The n°5 war: i legami con il reich
Chanel strinse legami con il Terzo Reich soprattutto a fini commerciali. Dato che la Commissione nazista stava sequestrando attività commerciali a proprietari ebrei per assegnarle a non ebrei, la stilista ne approfittò, cercando di sfruttare le leggi razziali per riprendere il controllo della sua attività di profumi che era in mano alla famiglia Wertheimer. Tuttavia, i tentativi di Chanel di rivendicare il controllo di Parfums Chanel non ebbero successo, in quanto i fratelli Wertheimer anticiparono le sue mosse e trasferirono la proprietà dell’azienda a Felix Amiot, la cui produzione di velivoli era fondamentale per la Luftwaffe. Chanel riuscì però ad ottenere un accordo con una royalty del 2% sui prodotti a marchio Chanel. Nel 1944, l’esercito tedesco cedette Parigi ai francesi e Chanel diede gratuitamente le bottiglie di Chanel N°5 ai soldati americani, probabilmente per nascondere i suoi sforzi nazisti.

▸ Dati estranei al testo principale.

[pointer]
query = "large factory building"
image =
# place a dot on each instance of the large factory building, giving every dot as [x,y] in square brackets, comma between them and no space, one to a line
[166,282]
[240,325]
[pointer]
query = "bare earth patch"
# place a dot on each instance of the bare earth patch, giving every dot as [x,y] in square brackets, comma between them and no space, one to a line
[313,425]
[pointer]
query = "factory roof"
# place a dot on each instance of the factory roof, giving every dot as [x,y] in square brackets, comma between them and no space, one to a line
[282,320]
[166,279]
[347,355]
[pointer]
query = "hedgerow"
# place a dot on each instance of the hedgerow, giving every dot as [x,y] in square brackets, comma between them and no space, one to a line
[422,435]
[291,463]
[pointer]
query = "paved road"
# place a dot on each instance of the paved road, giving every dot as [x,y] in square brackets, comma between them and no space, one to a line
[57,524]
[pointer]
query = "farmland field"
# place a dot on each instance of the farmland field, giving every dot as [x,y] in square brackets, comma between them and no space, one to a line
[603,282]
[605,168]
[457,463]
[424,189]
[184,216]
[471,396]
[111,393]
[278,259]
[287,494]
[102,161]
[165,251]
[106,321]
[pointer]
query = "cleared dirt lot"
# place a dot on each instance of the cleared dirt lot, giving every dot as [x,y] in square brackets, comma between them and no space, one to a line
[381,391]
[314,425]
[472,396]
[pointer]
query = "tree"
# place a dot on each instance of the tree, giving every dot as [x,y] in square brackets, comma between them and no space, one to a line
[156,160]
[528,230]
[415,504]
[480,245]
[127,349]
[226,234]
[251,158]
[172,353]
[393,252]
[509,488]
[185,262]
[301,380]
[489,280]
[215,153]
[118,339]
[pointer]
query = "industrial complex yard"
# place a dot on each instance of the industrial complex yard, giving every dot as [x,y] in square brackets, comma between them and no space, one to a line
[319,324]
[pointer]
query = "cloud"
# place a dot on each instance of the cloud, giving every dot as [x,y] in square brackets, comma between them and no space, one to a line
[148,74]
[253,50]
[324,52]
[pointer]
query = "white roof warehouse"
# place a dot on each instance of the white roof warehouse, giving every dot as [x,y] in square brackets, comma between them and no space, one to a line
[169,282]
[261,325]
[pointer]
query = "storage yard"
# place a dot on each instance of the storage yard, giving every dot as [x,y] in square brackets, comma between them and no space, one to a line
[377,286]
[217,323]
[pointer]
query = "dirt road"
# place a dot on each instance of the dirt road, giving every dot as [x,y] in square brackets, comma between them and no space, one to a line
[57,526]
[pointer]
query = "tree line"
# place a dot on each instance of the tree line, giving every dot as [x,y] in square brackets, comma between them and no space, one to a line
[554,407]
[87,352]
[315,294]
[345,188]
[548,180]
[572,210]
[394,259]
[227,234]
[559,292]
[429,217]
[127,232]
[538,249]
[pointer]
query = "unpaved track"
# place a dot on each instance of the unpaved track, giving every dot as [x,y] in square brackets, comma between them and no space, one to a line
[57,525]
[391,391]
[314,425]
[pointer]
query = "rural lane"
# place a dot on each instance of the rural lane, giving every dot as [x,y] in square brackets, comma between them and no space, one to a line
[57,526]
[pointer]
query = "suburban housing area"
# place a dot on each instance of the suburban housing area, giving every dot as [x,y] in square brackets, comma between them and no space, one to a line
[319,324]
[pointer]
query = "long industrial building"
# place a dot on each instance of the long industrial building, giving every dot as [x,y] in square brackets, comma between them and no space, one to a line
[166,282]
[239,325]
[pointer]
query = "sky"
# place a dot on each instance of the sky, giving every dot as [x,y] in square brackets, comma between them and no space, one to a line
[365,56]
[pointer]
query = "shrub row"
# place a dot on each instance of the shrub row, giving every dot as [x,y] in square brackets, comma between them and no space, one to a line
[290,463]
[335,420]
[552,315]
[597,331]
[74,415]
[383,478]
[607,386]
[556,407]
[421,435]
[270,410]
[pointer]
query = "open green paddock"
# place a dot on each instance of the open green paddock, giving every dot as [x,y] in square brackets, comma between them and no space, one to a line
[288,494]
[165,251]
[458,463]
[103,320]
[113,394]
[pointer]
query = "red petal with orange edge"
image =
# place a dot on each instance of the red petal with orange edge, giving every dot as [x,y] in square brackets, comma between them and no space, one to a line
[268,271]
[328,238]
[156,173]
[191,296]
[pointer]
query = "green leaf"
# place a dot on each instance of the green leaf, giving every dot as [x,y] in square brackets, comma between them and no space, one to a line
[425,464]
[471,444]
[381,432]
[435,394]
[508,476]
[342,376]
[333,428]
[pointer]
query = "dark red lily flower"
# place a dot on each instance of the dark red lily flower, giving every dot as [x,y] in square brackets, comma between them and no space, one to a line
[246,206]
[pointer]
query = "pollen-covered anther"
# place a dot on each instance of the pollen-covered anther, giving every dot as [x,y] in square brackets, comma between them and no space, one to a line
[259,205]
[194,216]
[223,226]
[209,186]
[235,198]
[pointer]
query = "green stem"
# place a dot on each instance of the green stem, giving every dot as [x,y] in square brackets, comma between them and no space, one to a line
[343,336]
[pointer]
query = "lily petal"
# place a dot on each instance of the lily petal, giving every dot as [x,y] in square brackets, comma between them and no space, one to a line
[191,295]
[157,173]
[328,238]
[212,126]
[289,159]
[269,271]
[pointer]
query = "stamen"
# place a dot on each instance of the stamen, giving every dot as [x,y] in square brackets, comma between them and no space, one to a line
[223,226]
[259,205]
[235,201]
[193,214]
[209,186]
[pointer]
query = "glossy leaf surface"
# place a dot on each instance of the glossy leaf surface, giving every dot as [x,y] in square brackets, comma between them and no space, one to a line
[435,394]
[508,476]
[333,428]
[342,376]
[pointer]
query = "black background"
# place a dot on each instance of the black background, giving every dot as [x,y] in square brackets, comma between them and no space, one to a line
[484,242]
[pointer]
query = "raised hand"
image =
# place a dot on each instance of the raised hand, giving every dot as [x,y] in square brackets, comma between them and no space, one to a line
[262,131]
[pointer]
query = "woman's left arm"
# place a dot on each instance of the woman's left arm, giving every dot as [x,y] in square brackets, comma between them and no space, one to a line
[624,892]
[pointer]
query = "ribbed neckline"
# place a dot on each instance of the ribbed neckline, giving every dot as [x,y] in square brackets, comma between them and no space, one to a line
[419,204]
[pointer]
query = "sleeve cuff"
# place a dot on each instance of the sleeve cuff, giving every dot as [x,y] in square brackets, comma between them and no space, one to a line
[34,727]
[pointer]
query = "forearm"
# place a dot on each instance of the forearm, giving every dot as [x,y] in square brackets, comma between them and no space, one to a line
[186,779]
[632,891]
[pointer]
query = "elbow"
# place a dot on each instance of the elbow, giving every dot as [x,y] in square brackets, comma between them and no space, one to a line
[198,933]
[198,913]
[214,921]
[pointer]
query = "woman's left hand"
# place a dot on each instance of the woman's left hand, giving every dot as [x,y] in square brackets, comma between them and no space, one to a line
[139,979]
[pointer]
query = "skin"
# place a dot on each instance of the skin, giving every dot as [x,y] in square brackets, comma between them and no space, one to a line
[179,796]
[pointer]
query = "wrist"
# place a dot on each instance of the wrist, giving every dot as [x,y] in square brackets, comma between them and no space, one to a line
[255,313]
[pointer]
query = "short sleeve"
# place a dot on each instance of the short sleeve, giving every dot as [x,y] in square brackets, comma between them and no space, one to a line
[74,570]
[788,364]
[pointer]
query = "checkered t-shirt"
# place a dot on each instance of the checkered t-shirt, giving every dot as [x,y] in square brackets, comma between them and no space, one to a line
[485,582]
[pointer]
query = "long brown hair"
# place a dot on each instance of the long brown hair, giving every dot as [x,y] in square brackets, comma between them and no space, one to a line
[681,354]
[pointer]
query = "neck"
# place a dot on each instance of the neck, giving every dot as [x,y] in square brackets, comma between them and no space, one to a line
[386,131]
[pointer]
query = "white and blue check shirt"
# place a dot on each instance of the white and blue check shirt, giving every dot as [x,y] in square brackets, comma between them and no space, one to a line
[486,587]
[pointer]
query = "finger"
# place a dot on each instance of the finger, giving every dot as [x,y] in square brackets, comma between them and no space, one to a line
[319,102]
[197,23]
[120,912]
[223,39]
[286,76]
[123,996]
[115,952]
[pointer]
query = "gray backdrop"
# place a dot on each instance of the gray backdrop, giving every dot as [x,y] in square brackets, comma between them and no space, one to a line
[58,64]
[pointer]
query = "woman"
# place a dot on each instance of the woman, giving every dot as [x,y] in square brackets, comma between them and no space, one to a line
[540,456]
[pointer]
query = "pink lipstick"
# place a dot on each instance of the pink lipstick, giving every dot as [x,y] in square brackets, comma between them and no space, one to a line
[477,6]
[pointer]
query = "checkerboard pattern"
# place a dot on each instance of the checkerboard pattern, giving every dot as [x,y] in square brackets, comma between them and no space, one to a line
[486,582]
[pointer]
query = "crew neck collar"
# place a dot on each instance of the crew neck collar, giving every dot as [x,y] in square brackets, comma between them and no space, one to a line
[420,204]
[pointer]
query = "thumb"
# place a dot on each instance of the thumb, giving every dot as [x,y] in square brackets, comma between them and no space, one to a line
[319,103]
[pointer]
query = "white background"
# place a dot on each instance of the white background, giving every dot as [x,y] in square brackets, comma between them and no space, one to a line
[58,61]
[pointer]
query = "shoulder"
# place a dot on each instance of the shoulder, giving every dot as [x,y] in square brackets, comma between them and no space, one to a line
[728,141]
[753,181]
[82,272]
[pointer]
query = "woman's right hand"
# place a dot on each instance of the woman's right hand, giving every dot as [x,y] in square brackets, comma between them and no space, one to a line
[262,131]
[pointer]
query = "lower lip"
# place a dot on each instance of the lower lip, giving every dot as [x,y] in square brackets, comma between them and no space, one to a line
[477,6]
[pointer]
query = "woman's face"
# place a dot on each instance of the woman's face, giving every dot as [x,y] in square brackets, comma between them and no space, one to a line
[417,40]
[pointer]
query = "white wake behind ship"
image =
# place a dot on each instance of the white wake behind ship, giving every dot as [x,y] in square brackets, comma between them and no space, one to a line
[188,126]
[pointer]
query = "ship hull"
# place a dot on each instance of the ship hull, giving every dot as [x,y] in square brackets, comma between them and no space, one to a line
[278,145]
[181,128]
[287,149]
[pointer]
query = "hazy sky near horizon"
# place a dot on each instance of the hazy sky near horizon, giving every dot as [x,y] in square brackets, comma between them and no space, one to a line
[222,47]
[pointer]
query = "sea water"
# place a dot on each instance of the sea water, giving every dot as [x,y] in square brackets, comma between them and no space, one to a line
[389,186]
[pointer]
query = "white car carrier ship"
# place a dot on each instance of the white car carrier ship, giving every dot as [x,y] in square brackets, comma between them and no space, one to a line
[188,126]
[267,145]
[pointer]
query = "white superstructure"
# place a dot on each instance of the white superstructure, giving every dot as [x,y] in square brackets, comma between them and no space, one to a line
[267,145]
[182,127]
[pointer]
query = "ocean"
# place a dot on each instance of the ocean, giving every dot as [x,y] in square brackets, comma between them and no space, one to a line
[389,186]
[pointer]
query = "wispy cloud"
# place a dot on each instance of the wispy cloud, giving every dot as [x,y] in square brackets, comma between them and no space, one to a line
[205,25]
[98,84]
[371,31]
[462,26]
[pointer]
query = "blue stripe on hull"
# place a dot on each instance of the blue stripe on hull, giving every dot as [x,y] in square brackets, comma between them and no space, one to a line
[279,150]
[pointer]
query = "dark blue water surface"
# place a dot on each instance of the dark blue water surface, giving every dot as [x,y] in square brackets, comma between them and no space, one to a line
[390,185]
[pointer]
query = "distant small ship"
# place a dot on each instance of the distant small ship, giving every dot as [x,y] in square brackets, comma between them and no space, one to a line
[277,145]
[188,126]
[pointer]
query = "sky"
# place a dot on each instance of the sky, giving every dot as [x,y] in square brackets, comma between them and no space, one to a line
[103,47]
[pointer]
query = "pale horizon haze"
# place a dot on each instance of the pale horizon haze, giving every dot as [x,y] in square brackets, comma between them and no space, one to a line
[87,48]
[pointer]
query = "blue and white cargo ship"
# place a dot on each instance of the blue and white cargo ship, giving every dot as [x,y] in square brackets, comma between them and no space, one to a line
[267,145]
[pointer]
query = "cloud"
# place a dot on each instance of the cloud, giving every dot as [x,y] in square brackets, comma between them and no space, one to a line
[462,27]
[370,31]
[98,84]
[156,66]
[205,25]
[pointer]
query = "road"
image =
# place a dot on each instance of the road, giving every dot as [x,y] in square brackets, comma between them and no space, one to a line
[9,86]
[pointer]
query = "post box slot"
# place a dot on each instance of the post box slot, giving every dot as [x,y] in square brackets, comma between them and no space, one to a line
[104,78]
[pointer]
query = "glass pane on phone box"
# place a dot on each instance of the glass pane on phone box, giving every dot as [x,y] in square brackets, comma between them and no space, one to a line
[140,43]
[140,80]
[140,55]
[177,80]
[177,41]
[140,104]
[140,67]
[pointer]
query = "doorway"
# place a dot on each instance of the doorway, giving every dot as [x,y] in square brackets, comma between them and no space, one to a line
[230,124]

BOX: Chanel fu una spia nazista?
Chanel ebbe una relazione con l’ufficiale Dincklage della Gestapo, con cui soggiornò all’Hotel Ritz. Inoltre, partecipò a varie missioni con il codice F-712, tra cui l’operazione Modellhut: i tedeschi chiesero a Chanel di utilizzare il suo status per raccogliere informazioni politiche in Spagna. Chanel sfruttò questa opportunità sia per liberare suo nipote, sia per far avanzare i suoi affari migliorando le vendite di Chanel n°5 nel mercato spagnolo.